YMCA Twin Cities
The YMCA of Greater Twin Cities needed a a way to expedite the member check-in process at their gyms and branches during peak hours. So we built an new iOS app that allows employees to scan membership cards on the fly.
The YMCA of Greater Twin Cities serves more than 250,000 members across more than 25 locations in Minneapolis and St. Paul. This makes it one of the largest YMCAs in the US – but that success also comes with a set of challenges.
One such challenge is handling the large number of members checking into gym during peak hours. Employees working at the front desk are often under a lot of pressure to scan membership cards, while also assisting with other inquiries during peak hours. This challenge prompted the need for a new, more portable, check-in solution, that the staff could utilize to help expedite the check-in process during busy times.
How might we design a mobile solution that allows YMCA employees to speed up the check-in process at their gyms during peak hours? The solution must be be fast, simple and cost-effective.
As the sole designer on the project, I was responsible for all things design-related; from research and ideation through UX and UI design to prototyping and testing. I worked closely with a Project Manager and iOS Developer, who made up the rest of the team.
In order to fully understand the challenge with the existing check-in flow, I visited the Southdale YMCA branch in Minneapolis. Here I was introduced to the existing check-in system, and saw how the staff handled member check-ins.
A big part of the problem was that the staff could only check in members using a sole scanner hooked up to stationary desktop computer behind the front desk. That meant that during rush hour, lines would start to form at the front desk, as staff struggled to simultanously scan membersip cards and answer other questions and inquiries from behind the desk.
Observing and talking to the staff at Southdale led to a number of useful insights and findings to help guide the design process:
From my initial research and conversations with YMCA employees it was clear that a simple – and very feasible – solution would be to design an iOS app for iPhones, which could be used as portable check-in devices. Having a portable device would allow staff members to get out from behind the desk and check in members right at the entrance, thus clearing up the front desk to handling the more time-consuming tasks.

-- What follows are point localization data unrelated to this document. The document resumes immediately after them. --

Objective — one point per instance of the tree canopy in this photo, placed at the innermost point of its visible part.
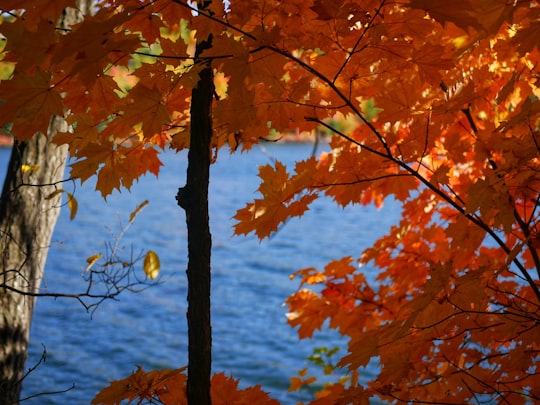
(432, 103)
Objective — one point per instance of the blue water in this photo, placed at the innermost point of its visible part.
(251, 338)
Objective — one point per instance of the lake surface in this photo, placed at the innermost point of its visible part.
(251, 338)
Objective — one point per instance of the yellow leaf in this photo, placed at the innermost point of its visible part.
(73, 206)
(151, 264)
(137, 210)
(27, 168)
(92, 260)
(54, 193)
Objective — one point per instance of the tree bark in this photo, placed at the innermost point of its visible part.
(193, 198)
(27, 220)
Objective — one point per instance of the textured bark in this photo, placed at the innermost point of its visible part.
(27, 220)
(194, 199)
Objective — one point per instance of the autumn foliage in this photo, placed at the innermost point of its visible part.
(432, 103)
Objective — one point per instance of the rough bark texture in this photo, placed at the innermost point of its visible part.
(194, 199)
(27, 220)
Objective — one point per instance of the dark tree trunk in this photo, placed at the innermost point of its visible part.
(27, 220)
(194, 199)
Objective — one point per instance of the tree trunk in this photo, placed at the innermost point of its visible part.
(193, 198)
(27, 220)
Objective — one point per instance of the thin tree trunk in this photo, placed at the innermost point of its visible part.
(193, 198)
(27, 220)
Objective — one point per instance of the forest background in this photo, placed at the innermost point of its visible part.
(432, 103)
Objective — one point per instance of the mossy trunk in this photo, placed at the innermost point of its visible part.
(27, 219)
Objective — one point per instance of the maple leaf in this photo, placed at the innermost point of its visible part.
(148, 109)
(283, 197)
(31, 103)
(485, 16)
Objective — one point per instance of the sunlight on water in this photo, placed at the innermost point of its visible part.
(250, 283)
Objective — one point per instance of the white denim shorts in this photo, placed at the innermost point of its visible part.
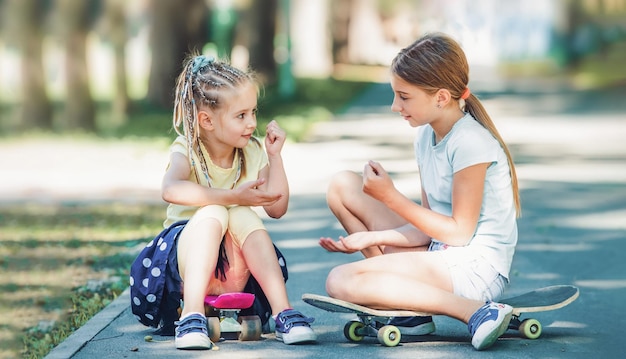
(472, 276)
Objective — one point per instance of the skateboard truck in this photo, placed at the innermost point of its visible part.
(224, 320)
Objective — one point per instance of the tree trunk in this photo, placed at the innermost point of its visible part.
(117, 33)
(256, 32)
(177, 27)
(79, 105)
(36, 109)
(340, 24)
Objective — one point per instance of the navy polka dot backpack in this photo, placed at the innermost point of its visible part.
(155, 285)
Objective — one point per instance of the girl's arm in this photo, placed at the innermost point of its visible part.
(274, 172)
(455, 230)
(176, 188)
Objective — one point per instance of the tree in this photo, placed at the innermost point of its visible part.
(75, 22)
(116, 30)
(177, 27)
(256, 32)
(26, 29)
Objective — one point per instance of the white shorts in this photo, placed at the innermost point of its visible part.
(472, 276)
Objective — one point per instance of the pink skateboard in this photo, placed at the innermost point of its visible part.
(224, 320)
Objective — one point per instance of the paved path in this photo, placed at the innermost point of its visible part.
(572, 169)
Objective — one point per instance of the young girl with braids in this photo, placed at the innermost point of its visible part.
(217, 172)
(452, 254)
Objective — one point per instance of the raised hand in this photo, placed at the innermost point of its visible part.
(274, 138)
(248, 194)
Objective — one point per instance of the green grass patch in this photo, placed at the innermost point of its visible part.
(62, 263)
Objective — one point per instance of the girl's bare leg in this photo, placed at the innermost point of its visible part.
(415, 281)
(198, 249)
(358, 212)
(260, 257)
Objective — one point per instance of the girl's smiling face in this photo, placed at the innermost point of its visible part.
(237, 122)
(412, 103)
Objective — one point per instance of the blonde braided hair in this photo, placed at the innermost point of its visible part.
(201, 85)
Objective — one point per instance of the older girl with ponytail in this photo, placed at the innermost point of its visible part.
(452, 253)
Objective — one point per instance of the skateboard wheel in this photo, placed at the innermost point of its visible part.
(213, 327)
(530, 328)
(350, 331)
(389, 336)
(250, 328)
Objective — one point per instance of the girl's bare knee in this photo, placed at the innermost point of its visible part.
(336, 282)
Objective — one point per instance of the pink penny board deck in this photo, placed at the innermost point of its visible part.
(230, 300)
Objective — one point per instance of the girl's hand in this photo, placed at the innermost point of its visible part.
(274, 138)
(376, 182)
(331, 245)
(349, 244)
(249, 194)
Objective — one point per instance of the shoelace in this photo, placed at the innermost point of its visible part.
(291, 318)
(482, 315)
(190, 324)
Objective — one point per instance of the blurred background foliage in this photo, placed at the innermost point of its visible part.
(108, 66)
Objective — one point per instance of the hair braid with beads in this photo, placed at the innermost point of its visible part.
(203, 84)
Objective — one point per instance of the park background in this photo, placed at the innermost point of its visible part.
(83, 80)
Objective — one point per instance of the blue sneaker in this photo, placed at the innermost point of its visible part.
(192, 333)
(293, 327)
(410, 325)
(489, 323)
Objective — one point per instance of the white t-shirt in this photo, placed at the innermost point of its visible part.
(469, 143)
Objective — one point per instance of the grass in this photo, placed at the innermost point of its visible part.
(61, 263)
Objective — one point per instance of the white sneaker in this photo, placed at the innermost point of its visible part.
(292, 327)
(192, 333)
(488, 324)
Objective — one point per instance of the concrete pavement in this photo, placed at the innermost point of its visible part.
(571, 165)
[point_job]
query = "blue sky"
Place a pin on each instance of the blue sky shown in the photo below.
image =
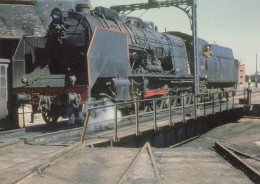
(231, 23)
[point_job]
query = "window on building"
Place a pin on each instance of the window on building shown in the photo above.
(3, 81)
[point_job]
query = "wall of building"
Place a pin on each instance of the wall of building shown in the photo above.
(242, 73)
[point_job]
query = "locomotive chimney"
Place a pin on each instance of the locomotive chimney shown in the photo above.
(83, 7)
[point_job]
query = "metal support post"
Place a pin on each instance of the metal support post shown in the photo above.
(115, 125)
(220, 102)
(170, 112)
(213, 104)
(204, 104)
(195, 47)
(85, 127)
(244, 99)
(23, 118)
(195, 106)
(155, 127)
(233, 100)
(249, 91)
(227, 100)
(183, 110)
(137, 118)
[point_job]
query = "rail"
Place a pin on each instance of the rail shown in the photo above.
(217, 101)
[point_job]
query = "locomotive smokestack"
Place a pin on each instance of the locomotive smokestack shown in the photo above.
(83, 7)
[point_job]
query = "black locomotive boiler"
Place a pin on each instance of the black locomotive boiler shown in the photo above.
(101, 54)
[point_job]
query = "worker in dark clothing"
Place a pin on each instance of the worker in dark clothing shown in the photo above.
(207, 54)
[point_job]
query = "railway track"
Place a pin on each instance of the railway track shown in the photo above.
(126, 176)
(231, 155)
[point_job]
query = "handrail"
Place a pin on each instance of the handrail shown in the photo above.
(198, 100)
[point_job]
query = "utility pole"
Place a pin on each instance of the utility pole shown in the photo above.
(195, 47)
(256, 76)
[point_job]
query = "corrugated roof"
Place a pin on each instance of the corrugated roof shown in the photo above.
(17, 19)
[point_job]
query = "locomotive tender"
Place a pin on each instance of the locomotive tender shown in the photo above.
(90, 55)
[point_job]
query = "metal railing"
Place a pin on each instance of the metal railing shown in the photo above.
(215, 101)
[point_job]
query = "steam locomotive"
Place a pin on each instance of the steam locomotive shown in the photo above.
(92, 55)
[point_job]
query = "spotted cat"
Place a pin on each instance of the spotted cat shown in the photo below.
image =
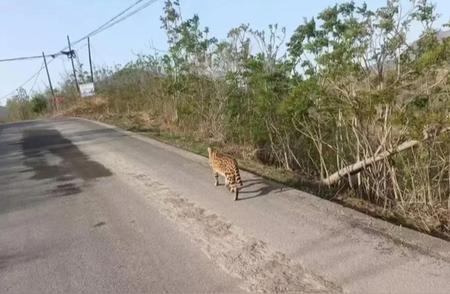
(227, 167)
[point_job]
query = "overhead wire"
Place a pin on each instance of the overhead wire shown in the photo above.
(121, 16)
(29, 57)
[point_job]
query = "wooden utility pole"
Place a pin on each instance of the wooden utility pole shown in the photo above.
(90, 60)
(48, 76)
(71, 55)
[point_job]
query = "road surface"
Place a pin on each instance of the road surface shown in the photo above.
(88, 208)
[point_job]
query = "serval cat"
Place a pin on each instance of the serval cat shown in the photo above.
(227, 167)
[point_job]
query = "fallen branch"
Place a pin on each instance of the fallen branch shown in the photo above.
(360, 165)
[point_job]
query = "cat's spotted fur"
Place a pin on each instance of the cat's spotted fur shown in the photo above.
(227, 167)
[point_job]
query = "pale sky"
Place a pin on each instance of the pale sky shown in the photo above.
(28, 27)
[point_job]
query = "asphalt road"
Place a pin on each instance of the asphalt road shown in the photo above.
(86, 208)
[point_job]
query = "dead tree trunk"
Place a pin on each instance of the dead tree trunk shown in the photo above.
(362, 164)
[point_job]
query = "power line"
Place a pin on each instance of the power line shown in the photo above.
(29, 57)
(111, 22)
(116, 19)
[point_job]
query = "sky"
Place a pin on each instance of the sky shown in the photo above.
(29, 27)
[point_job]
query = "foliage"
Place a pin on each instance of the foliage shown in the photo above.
(39, 103)
(346, 86)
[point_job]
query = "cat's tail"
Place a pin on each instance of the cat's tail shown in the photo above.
(237, 176)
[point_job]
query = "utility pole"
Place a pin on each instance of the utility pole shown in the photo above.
(71, 55)
(90, 60)
(48, 75)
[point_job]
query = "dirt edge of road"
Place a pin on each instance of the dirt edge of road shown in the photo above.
(420, 242)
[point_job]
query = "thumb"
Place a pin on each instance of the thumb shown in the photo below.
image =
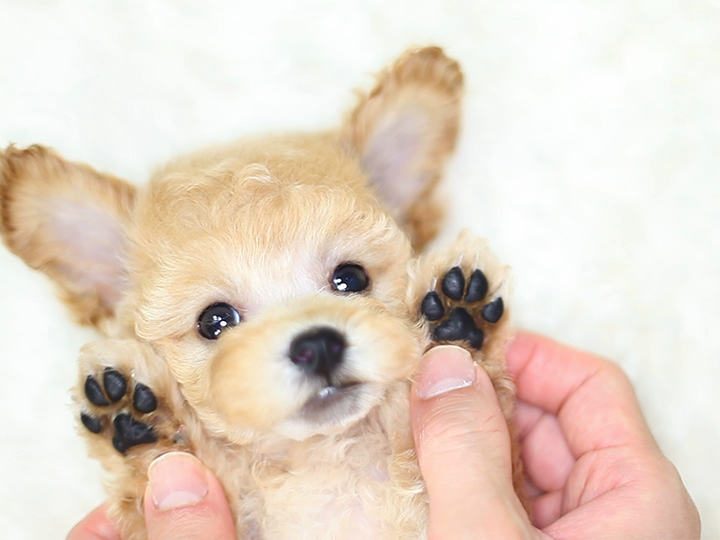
(463, 448)
(185, 501)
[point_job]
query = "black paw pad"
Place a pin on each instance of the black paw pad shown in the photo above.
(468, 307)
(493, 311)
(432, 306)
(94, 392)
(456, 327)
(115, 384)
(453, 284)
(129, 432)
(477, 287)
(144, 400)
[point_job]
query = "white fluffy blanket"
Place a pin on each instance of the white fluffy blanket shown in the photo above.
(590, 157)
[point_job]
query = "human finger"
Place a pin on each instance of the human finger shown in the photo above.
(185, 501)
(463, 447)
(592, 398)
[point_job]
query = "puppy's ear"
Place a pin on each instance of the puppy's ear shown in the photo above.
(404, 131)
(70, 222)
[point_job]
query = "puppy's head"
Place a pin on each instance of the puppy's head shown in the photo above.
(270, 274)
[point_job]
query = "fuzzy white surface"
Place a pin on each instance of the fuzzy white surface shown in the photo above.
(590, 157)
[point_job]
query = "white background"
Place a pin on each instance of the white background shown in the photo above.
(590, 158)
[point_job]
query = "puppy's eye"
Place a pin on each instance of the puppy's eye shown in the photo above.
(350, 278)
(216, 318)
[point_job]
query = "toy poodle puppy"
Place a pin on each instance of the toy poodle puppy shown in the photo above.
(263, 307)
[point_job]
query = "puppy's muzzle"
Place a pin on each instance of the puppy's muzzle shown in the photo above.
(318, 351)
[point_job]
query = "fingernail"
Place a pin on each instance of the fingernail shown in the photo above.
(445, 368)
(177, 479)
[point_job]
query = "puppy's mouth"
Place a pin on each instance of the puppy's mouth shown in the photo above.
(333, 401)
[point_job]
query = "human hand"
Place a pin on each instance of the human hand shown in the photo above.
(593, 467)
(183, 501)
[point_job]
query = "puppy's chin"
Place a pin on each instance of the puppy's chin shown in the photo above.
(332, 409)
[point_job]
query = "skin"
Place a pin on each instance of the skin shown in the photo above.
(594, 469)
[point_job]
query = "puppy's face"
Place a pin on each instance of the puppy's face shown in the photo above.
(271, 274)
(273, 284)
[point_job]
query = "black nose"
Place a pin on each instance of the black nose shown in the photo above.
(318, 351)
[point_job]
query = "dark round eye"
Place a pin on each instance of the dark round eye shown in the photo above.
(215, 318)
(350, 278)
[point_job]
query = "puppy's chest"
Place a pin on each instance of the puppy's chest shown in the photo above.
(341, 495)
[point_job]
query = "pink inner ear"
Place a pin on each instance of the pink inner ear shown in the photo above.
(394, 157)
(90, 247)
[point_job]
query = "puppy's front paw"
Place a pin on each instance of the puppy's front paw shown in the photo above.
(118, 403)
(462, 310)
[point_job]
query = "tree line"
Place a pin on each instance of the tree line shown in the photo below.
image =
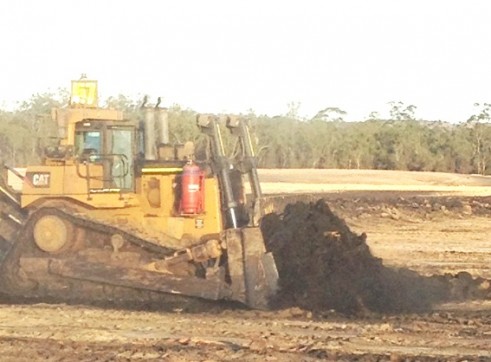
(398, 142)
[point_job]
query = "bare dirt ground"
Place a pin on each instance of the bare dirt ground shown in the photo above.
(428, 223)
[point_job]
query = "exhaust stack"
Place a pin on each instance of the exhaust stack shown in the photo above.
(149, 134)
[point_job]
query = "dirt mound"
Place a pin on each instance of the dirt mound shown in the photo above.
(323, 265)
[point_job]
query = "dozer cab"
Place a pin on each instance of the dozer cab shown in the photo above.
(116, 206)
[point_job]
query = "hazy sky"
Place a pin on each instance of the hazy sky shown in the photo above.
(232, 56)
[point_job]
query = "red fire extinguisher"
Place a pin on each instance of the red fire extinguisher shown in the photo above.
(192, 192)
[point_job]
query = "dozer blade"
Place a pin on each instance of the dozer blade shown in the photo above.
(253, 271)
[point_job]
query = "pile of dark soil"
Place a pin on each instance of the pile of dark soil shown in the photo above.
(323, 265)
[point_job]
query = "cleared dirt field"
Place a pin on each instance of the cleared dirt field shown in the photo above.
(430, 223)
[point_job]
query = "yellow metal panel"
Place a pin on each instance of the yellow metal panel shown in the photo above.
(84, 93)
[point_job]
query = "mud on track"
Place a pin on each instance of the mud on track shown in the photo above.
(401, 325)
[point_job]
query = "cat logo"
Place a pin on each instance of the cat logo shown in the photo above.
(39, 179)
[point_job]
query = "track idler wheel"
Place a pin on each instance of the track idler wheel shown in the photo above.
(52, 234)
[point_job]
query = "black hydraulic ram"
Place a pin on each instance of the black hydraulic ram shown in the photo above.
(221, 165)
(248, 162)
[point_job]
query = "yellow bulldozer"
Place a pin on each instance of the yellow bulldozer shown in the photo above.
(115, 206)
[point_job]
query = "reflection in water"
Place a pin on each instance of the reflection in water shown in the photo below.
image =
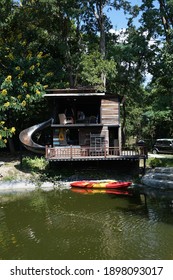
(61, 224)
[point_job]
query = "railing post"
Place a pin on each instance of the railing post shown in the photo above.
(105, 150)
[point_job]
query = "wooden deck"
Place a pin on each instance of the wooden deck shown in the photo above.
(86, 153)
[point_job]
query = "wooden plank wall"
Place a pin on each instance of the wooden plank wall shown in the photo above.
(110, 111)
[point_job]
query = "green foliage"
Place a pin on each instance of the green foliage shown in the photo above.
(93, 66)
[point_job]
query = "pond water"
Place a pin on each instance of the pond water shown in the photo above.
(61, 224)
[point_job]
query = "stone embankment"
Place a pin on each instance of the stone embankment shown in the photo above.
(159, 177)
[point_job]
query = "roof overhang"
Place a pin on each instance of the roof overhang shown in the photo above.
(72, 92)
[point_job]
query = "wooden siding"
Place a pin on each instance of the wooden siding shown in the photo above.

To validate that this was also a technically feasible idea, we researched several barcode scanning technologies; from software frameworks that utilize the built-in camera to hardware sleds that attach to the phone. A deciding factor for choosing a solution was speed – if the scanning process wasn’t fast, it wouldn’t help solve the problem during peak hours. Throughout the design phase we tested several solutions, but in the end we settled on Scandit, which uses the built-in camera to scan membership cards, and thereby saves the added cost and hassle of acquiring additional hardware.
With a clear understanding of the problem, I now dove into the designing out the app. While the app also needed to cover several secondary user flows – such as changing a member photo, manually entering a member ID, or reading alerts about a membership – the primary user flow for the app was clear: scanning a membership card.
I took rapid and iterative approach to designing this primary flow, testing several designs in order to zero in on a final user experience that would feel both inviting and fast. The UI had to immediately make it clear whether or not a member check-in was successful, and quickly allow the employee using the app to move on to the next check-in.
After several ideas and sketches, I opted for a card-based design pattern that pops up a virtual card, whenever an employee scans a membership card. The UI uses bright colors and text to quickly communicate whether a check-in is succesful or not, and a simple downward swipe dismisses the card again.
As I designed the app, I also continually prototyped the interactions in Principle. Prototyping the app allowed me to easily test, tweak and refine the details of the key micro interactions in the app – things like animation speed and easings – to ensure a smooth, but snappy user experience. Furthermore, it allowed me to perform quick ad hoc user testing to verify that the design patterns made sense and worked as intended.
The final result is an iOS app that is both simple and highly focused in its utility; it allows YMCA staff members to either scan a membership card or to enter the card number manually, in case the scan should fail. When a card is successfully scanned, the app loads a digital member card that shows whether or not the check-in was accepted, and displays the basic information that the staff needs. Some of the key design choices include:
This initial version of the app serves as an MVP and is currently being tested in several of the YMCA Twin Cities branches. It is the intention to iterate and improve further on the app, and add new features as the need arises.